Nadeszła jesień a wraz z nią, jak co roku w moim życiu, czas Bryana. Bo Bryana Ferry słucham głównie jesienią. Zawsze do pochmurnego nieba, chłodu i liści spadających z drzew, pasował mi najbardziej. W tym roku jesień z Bryanem jest tym smakowitsza, że pierwszy dandys muzyki art-glam-pop-rockowej wydał właśnie nową płytę. Co więcej jest to wreszcie płyta z absolutnie nowymi utworami, napisanymi przez i dla niego specjalnie. Mało tego, wśród współautorów pojawiają się nie tylko koledzy z pierwszego składu Roxy Music, ale i muzycy bardziej współcześni. Jedna z takich właśnie kolaboracji zatytułowana jest „Shameless” i ujrzała światło dzienne już kilka miesięcy temu, na płycie Groove Armady. Groove Armada i Bryan Ferry – to brzmi kosmicznie. Ale, o dziwo, świetnie się sprawdza.

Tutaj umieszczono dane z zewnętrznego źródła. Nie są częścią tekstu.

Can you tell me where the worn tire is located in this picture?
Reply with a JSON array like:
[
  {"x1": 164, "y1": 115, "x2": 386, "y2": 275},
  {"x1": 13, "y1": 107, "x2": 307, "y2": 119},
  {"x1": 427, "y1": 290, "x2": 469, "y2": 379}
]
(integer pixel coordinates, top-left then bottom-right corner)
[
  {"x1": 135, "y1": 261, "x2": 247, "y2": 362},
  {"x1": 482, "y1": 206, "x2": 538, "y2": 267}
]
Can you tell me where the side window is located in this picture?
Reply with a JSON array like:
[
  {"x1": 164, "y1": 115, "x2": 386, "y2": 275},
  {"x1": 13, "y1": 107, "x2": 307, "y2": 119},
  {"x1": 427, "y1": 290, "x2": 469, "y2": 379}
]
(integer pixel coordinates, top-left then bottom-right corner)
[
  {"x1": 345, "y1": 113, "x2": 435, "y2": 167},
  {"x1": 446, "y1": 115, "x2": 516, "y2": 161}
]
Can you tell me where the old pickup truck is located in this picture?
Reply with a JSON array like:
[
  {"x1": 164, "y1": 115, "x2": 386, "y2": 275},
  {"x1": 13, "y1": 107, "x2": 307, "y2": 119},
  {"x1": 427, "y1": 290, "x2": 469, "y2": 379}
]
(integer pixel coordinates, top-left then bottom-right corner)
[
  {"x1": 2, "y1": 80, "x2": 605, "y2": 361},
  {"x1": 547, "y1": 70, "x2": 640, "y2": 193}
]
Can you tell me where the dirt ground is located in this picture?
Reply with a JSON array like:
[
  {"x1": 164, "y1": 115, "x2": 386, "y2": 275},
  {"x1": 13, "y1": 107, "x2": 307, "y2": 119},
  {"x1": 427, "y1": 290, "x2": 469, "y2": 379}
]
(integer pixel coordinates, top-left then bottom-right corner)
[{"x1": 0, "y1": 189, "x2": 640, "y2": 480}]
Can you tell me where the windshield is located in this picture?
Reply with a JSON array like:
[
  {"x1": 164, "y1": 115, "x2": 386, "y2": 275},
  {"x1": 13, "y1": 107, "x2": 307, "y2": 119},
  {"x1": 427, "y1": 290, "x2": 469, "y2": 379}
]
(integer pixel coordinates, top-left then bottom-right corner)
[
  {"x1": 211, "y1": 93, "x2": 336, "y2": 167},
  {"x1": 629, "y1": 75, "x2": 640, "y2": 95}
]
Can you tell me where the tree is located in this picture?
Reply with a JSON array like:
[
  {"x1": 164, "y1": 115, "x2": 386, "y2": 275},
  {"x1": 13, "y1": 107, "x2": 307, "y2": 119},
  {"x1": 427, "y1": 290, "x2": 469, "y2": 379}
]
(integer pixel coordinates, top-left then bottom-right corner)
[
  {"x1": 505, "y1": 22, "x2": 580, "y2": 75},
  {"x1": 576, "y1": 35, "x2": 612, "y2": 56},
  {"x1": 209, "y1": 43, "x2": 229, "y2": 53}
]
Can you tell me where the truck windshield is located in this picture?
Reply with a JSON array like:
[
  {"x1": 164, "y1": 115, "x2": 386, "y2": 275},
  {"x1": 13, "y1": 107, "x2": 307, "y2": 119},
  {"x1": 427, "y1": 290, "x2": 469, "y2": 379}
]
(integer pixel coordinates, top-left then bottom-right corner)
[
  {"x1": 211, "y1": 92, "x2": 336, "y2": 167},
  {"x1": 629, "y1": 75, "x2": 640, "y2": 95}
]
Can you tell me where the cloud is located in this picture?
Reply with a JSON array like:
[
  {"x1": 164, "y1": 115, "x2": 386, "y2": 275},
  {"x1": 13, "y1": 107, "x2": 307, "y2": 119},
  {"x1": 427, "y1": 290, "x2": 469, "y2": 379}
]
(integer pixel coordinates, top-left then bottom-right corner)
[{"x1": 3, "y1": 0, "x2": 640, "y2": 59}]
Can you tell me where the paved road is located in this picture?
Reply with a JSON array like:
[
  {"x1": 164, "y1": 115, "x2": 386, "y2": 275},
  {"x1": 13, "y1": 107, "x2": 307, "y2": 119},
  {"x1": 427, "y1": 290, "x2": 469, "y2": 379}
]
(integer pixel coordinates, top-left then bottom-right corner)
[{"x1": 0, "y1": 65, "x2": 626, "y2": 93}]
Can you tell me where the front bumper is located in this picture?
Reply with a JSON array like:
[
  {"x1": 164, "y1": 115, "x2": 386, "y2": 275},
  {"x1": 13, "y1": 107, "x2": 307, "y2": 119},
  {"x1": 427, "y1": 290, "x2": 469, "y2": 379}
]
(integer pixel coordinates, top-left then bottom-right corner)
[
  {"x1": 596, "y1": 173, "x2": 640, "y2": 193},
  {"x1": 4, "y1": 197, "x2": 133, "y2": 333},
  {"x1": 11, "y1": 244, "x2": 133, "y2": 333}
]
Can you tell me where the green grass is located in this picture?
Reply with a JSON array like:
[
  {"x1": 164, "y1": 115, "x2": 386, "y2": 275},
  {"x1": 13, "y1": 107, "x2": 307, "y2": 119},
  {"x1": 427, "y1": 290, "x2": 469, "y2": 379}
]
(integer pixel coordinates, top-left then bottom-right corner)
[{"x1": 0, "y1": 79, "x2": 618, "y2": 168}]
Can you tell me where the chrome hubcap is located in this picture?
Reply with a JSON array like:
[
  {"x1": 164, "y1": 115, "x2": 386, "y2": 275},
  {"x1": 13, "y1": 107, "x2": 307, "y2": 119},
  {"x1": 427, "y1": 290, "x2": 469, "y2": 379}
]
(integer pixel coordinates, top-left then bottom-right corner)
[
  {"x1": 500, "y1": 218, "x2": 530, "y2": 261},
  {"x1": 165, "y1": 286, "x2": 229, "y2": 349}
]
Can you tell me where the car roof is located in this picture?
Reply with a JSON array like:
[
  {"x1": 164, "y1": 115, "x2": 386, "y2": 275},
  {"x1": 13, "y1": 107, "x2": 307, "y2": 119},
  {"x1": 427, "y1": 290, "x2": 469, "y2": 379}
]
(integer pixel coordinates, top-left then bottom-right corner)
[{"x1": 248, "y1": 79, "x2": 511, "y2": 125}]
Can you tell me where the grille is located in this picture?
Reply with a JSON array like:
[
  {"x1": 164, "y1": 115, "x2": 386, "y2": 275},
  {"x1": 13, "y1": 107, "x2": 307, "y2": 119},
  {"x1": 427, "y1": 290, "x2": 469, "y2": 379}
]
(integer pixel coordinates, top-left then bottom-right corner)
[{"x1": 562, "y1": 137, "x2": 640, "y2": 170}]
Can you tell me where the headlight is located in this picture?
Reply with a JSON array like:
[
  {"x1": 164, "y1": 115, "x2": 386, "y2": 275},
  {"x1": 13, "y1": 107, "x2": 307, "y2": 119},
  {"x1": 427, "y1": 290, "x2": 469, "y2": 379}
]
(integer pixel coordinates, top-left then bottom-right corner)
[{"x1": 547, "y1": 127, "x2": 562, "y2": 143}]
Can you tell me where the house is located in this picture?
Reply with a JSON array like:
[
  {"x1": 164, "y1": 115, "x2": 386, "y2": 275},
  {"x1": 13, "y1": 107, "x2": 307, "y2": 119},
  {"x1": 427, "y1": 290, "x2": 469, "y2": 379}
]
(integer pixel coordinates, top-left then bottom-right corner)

Pierwsza wersja – z albumu „Black light” – płynie. Jest bardziej stonowana, spokojniejsza, nastrojowa mimo bitu. Rozmarzona. Do puszczenia na imprezie o godzinie 3-4ej, by jedna lub dwie osoby mogły się pobujać na parkiecie z drinkami w ręku.
Wersja z płyty „Olympia” jest nieco inna. Bardziej „bryanowata” – tak, tu występują te dźwięki, które u Bryana słychać zawsze – ale z nutką świeżości. Jest – ku mojemu zdziwieniu – bardziej dyskotekowo, słychać elektroniczne sample, ale jednocześnie to wciąż Bryan i jego kobiece chórki. Do tego bardzo fajna, podkreślająca sposób śpiewania, sekcja rytmiczna. Z jednej strony trochę tu oldchoolowego disco z lat 70tych, z drugiej coś nieuchwytnego (może te sample?) nadającego utworowi nowoczesny charakter. Miło się słucha i miło przytupuje nóżką. Tak, da się przy tym tańczyć o godzinie 23.
I sama nie wiem, którą wersję wolę – bardziej stonowaną i senną z Groove Armadą, czy tę bardziej parkietową. Obie mają swój urok.